An organization accrues good will over long periods of time by varied behaviors. Good will is reflected in the way people who have direct (that is, employees), indirect (that is, employees' families), and in-between (that is, customers, suppliers) contact with an organization think and speak about it; goodwill is the organization's reputation —that is, the way it is viewed by the multiple constituencies it affects and by which it is affected.

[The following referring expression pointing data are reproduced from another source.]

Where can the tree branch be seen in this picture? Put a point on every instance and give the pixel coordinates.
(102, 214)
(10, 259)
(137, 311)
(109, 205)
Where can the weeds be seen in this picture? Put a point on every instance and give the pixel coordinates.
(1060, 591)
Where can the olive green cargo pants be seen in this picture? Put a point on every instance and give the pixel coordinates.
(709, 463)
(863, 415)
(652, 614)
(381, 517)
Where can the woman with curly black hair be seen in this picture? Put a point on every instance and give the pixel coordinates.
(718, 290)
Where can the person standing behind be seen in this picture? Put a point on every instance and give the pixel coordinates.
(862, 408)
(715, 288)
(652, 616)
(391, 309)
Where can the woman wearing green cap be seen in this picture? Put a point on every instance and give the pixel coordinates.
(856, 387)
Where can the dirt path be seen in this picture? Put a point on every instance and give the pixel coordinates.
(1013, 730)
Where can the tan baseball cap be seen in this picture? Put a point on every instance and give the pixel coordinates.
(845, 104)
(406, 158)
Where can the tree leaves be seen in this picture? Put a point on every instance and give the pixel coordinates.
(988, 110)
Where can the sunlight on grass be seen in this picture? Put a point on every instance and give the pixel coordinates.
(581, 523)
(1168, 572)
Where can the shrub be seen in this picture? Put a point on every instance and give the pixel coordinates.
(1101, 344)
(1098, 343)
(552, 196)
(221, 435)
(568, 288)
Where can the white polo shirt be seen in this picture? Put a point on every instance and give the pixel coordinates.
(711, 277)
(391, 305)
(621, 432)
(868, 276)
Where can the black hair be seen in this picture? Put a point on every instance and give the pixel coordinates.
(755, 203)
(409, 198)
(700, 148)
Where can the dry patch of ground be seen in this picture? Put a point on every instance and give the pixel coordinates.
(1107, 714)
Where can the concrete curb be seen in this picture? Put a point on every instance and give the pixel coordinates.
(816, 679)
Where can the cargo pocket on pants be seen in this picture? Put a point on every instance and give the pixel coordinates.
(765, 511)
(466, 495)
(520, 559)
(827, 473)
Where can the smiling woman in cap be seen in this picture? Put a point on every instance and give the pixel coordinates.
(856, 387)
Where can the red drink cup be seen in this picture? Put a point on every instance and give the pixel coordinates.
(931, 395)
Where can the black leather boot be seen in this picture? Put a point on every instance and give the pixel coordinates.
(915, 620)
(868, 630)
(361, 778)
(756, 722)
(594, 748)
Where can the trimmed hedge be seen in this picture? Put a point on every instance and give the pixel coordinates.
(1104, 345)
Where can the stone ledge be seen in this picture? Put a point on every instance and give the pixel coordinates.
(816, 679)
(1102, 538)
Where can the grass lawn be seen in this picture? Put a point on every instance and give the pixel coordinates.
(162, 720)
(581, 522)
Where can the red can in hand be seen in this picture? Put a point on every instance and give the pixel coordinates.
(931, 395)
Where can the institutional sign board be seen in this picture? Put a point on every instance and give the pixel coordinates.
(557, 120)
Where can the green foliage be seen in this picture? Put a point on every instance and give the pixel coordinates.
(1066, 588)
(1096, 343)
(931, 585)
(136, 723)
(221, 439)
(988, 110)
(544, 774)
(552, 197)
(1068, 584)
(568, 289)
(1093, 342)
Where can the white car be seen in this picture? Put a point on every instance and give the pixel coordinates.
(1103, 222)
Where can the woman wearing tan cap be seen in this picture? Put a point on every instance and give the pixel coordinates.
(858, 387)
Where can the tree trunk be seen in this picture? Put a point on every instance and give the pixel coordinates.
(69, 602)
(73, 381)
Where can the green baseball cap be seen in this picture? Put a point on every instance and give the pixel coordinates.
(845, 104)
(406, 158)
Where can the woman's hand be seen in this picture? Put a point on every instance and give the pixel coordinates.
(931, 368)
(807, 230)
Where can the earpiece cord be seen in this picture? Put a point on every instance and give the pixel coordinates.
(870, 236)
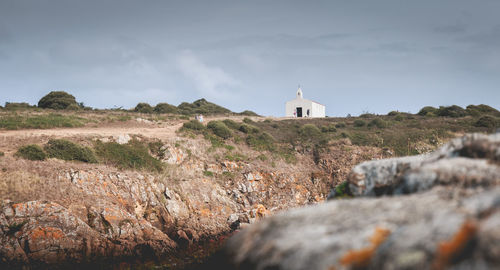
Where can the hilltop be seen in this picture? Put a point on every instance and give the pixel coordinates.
(113, 185)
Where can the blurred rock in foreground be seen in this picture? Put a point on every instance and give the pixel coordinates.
(446, 215)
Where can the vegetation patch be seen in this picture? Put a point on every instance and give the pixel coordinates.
(193, 125)
(248, 129)
(58, 100)
(231, 124)
(66, 150)
(31, 152)
(44, 121)
(220, 129)
(133, 155)
(143, 107)
(487, 121)
(263, 141)
(359, 123)
(165, 108)
(201, 106)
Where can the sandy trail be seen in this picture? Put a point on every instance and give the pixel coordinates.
(163, 133)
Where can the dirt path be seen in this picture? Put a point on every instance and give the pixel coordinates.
(150, 132)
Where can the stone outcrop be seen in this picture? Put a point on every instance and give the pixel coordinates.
(446, 215)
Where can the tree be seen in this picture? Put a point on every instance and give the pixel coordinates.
(57, 100)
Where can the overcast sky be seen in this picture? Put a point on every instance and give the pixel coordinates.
(353, 56)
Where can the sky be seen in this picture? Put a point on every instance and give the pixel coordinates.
(352, 56)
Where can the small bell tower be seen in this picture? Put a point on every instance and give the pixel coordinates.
(299, 93)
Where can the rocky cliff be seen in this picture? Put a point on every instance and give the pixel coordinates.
(440, 210)
(59, 214)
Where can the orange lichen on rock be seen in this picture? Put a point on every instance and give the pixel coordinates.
(46, 233)
(448, 249)
(360, 258)
(261, 211)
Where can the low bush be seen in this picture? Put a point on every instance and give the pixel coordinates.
(487, 121)
(310, 132)
(248, 113)
(342, 191)
(133, 155)
(165, 108)
(451, 111)
(477, 110)
(219, 129)
(248, 129)
(231, 124)
(248, 120)
(193, 125)
(367, 115)
(262, 141)
(340, 125)
(377, 122)
(66, 150)
(328, 129)
(399, 118)
(31, 152)
(201, 106)
(57, 100)
(143, 108)
(428, 111)
(359, 123)
(157, 149)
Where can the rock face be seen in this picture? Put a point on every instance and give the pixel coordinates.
(55, 213)
(447, 215)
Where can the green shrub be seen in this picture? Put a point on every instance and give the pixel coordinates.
(31, 152)
(165, 108)
(219, 129)
(310, 132)
(399, 117)
(377, 122)
(477, 110)
(328, 129)
(248, 120)
(13, 106)
(157, 149)
(143, 108)
(367, 115)
(426, 110)
(248, 113)
(57, 100)
(486, 121)
(342, 190)
(201, 106)
(451, 111)
(231, 124)
(245, 128)
(133, 155)
(66, 150)
(193, 125)
(359, 123)
(262, 141)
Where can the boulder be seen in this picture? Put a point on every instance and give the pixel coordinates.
(447, 215)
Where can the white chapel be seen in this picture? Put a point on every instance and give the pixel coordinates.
(301, 107)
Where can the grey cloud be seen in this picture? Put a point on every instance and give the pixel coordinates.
(451, 29)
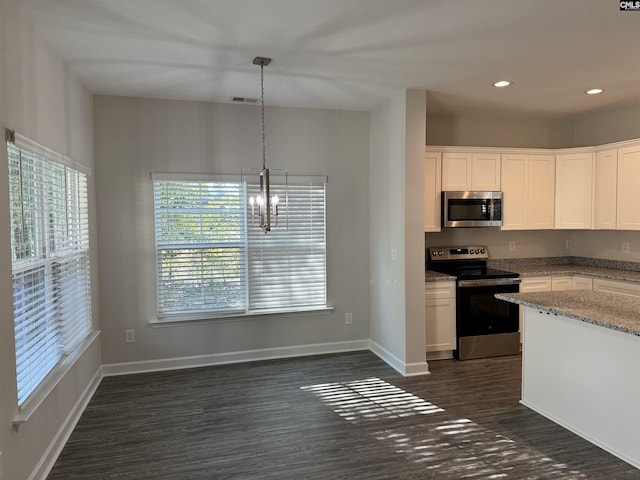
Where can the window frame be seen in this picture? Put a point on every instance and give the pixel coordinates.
(59, 210)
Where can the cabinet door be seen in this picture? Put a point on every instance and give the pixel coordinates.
(456, 171)
(432, 189)
(628, 213)
(561, 283)
(528, 285)
(541, 191)
(515, 191)
(440, 316)
(440, 324)
(605, 185)
(612, 286)
(574, 183)
(485, 172)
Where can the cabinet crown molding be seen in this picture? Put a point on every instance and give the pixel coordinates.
(532, 151)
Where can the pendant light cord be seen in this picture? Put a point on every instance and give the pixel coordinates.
(264, 148)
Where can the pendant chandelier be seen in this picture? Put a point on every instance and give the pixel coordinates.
(264, 203)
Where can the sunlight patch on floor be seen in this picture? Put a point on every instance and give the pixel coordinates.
(370, 399)
(455, 448)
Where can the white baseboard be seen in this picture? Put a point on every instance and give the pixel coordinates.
(406, 369)
(440, 355)
(233, 357)
(54, 449)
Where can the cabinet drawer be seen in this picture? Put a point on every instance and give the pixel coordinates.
(621, 288)
(561, 283)
(535, 284)
(445, 289)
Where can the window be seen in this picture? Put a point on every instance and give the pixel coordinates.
(50, 261)
(212, 260)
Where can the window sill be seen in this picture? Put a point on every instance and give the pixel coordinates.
(42, 392)
(207, 318)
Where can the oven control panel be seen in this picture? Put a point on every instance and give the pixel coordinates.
(474, 252)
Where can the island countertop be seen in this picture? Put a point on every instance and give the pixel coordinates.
(609, 310)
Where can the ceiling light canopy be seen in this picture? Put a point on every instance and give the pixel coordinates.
(267, 205)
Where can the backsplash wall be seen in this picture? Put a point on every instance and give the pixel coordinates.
(605, 244)
(528, 243)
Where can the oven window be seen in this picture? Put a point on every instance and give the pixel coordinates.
(480, 313)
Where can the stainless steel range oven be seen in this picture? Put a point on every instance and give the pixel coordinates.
(485, 326)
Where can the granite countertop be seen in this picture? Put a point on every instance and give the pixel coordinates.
(609, 310)
(571, 269)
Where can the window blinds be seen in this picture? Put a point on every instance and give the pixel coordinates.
(200, 246)
(50, 262)
(287, 265)
(212, 258)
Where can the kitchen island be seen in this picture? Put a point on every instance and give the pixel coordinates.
(580, 365)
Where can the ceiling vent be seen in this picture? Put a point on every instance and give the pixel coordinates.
(244, 100)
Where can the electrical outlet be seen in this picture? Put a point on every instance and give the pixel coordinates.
(129, 336)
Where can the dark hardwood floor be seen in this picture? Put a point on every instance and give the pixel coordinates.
(346, 416)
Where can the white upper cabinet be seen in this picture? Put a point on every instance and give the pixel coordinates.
(456, 171)
(605, 188)
(470, 171)
(628, 210)
(432, 189)
(574, 190)
(485, 172)
(528, 183)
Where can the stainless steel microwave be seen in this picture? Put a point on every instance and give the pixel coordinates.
(471, 209)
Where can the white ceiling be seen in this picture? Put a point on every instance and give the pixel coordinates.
(352, 54)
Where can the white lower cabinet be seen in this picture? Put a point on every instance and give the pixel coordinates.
(529, 285)
(440, 316)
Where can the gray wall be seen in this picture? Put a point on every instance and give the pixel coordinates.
(395, 231)
(491, 130)
(611, 125)
(135, 137)
(40, 99)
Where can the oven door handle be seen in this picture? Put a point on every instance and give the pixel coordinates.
(488, 282)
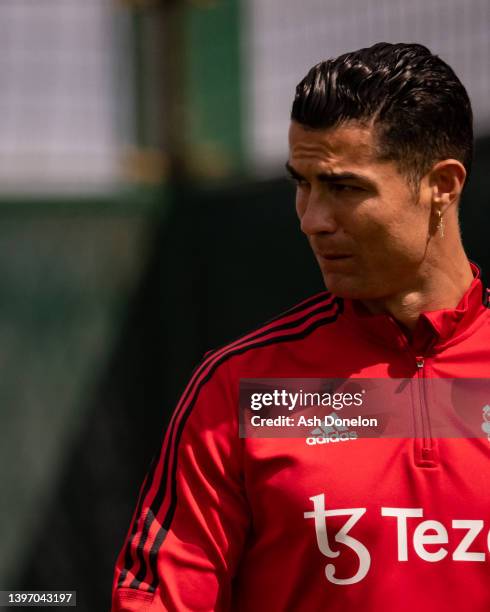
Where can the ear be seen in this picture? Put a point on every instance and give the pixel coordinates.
(446, 180)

While the present study concentrated on the good-will perceptions of customers, there probably would have been similar results from research concentrated on other branch constituencies. Thus suppliers to the branches could have been asked for their opinions about the branch, and branch employees could have been asked about how suppliers are treated. Or employees' families could have reported their opinions about the way the bank affects their spouse/parent and so on, and employees might have reported on the general quality of consideration given them as employees. Perhaps more interestingly, potential branch employees could have been surveyed about what they think it would be like to work in a particular branch, and those perceptions could have been related to what incumbents report it is like to work there.

In each of these hypothetical research efforts, the interesting issue would be the way in which climates created in the branch are “picked up” by the various groups important to the long-term survival of the organization. I suspect these questions are infrequently asked, and rarely if ever pursued systematically. Yet, organizations need the good will of families when an employee is making turnover decisions; they need to have a positive reputation as a place to work in order to attract good employees; and, especially in a time of strife (for example, in a situation like that of the Chrysler Corporation), they need the good will of suppliers.

A very general conclusion, then, culled from this research effort: It is just as important for an organization to be interested in its relationships with the many groups that affect its long-term viability as it is for it to be concerned with the short-run financial considerations affecting stockholders and creditors, and so on.